Film/dev failure?

Messages
549
Name
Dave
Edit My Images
Yes
Hi,
I tried my first roll of Kentmere 400 135 in my new-to-me Kodak Retina as a camera test.
The exposure seemed to be OK with a negative of reasonable density (all mine need a good contrast boost).
I developed it in Bellini Duo Step as per my normal process, then scanned by photographing the neg with my Samsung NX3000 with zoom lens and "macro filter". My Duo Step chemicals are newish, only having successfully developed a handful of 135 rolls.

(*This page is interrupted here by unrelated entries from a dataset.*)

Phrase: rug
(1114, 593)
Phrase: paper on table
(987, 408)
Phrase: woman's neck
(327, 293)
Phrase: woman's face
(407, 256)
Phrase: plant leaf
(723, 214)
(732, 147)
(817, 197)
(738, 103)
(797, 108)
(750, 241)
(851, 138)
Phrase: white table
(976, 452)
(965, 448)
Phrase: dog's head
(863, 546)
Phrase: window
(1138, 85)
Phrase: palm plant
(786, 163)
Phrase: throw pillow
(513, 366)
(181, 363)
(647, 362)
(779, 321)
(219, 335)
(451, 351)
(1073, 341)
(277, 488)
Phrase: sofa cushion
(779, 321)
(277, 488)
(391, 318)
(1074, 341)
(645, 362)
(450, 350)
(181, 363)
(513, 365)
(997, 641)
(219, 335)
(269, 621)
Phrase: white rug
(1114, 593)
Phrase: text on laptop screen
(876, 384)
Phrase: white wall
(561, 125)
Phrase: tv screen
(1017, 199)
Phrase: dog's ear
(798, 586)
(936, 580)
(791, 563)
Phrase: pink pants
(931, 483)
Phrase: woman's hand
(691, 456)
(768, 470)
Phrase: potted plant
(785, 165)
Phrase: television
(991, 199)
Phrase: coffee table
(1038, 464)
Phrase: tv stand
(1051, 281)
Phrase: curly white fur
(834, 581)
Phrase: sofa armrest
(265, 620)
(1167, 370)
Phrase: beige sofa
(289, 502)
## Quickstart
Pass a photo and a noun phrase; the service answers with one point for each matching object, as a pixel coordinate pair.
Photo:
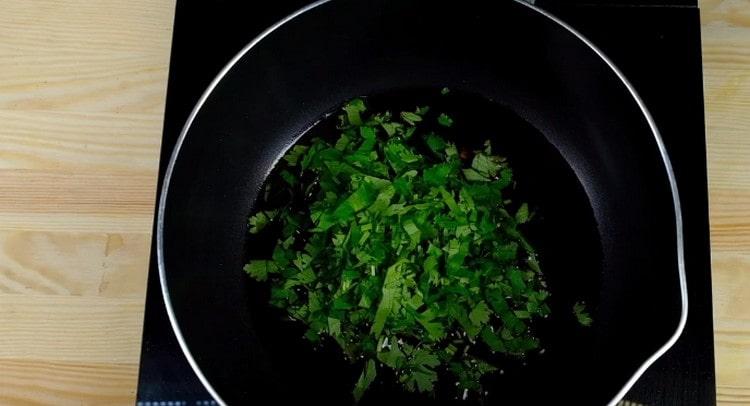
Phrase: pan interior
(578, 140)
(571, 261)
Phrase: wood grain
(726, 63)
(82, 88)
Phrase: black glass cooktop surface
(656, 45)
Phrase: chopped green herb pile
(406, 253)
(582, 315)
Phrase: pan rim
(644, 110)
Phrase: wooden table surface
(82, 89)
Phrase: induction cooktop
(657, 46)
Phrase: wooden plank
(74, 264)
(67, 141)
(726, 64)
(70, 328)
(66, 383)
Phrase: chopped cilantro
(402, 251)
(582, 315)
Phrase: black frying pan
(573, 128)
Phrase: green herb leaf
(445, 120)
(582, 315)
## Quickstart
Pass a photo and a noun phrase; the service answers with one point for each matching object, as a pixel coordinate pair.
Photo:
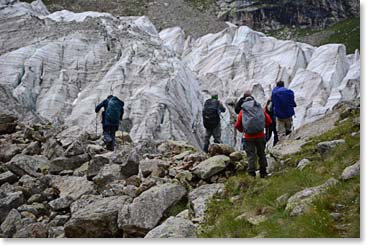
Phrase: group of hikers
(275, 118)
(252, 119)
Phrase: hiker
(283, 106)
(271, 130)
(237, 109)
(252, 120)
(211, 119)
(111, 116)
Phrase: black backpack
(211, 117)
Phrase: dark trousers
(109, 138)
(269, 131)
(216, 133)
(255, 148)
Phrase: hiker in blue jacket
(283, 105)
(111, 116)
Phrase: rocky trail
(55, 188)
(56, 178)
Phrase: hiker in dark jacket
(283, 105)
(111, 116)
(272, 129)
(254, 143)
(211, 118)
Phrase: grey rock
(8, 151)
(35, 198)
(131, 166)
(61, 203)
(96, 219)
(235, 156)
(199, 197)
(76, 148)
(220, 149)
(24, 164)
(56, 232)
(37, 209)
(211, 166)
(327, 146)
(8, 177)
(147, 166)
(303, 163)
(59, 220)
(33, 230)
(63, 163)
(95, 149)
(108, 174)
(147, 209)
(96, 164)
(34, 148)
(10, 201)
(72, 186)
(11, 223)
(8, 123)
(174, 227)
(351, 171)
(298, 204)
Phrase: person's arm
(100, 105)
(268, 120)
(238, 124)
(237, 107)
(221, 107)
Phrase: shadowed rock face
(58, 66)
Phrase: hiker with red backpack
(283, 104)
(111, 116)
(252, 120)
(211, 119)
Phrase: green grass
(259, 196)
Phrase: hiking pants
(284, 127)
(216, 133)
(109, 138)
(256, 148)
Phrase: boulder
(8, 123)
(299, 203)
(32, 230)
(174, 227)
(96, 164)
(8, 151)
(24, 164)
(147, 166)
(34, 148)
(11, 223)
(211, 166)
(303, 163)
(61, 203)
(351, 171)
(199, 197)
(8, 202)
(76, 148)
(8, 177)
(96, 218)
(131, 166)
(147, 209)
(72, 186)
(220, 149)
(235, 156)
(63, 163)
(37, 209)
(327, 146)
(108, 174)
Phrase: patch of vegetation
(334, 214)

Scanning this way is relatively new for me since the loss of my flatbed scanner, but I have been pleased with the results from other film scans, although I've never developed or scanned Kentmere 400 to date.
The result is awful, see the worst of the roll at 1:1 (cropped) and a scaled FF attached. I will hurry to try a Fomapan 100 or 200 to check if the chems/process is at fault. Could this be a film/dev mismatch? I recall reading of one or two film types that didn't work well with DS, but now can't find the article.

Failure.jpg


Faulure2.jpg
 
Last edited:
That pattern of artifacts looks like nothing I have seen on any scans I have done of K400. They look like digital artifacts to me rather than a negative fault. Does the negative fill the frame when you photo/scan it or have you had to crop? It reminds me a bit of my first failed attempt at scanning with my phone, where I had to crop to fill the frame.
 
That pattern of artifacts looks like nothing I have seen on any scans I have done of K400. They look like digital artifacts to me rather than a negative fault. Does the negative fill the frame when you photo/scan it or have you had to crop? It reminds me a bit of my first failed attempt at scanning with my phone, where I had to crop to fill the frame.
I was thinking that too.

The lack of fine detail in the grasses looks like an aliasing artifact, the low frequency in the sheeps' faces looks good.

I have only ever developed Kentmere 400 in DDX or Xtol so can't comment on the developer incompatibility but it seems unlikely.
 
Looks like a low quality/heavily compressed JPG file full of artefacts, as Keith says.
 
Have you looked carefully at the negatives? That will tell you if it is a film or scan problem
 
Thanks to all for your suggestions.....
The scans do not fill the frame, each is cropped. This image is the poorest on the roll, perhaps the exposure was off on what was a flat scene. Other frames show a little more blocky artifacts than I expected, but not as bad as the sheep frame.
Re"scanned" it with RAW, but it's no better... my RAW skills were tested again in "Darktable" software, here it looked super flat....
I can't magnify it sufficiently to see detail by eye.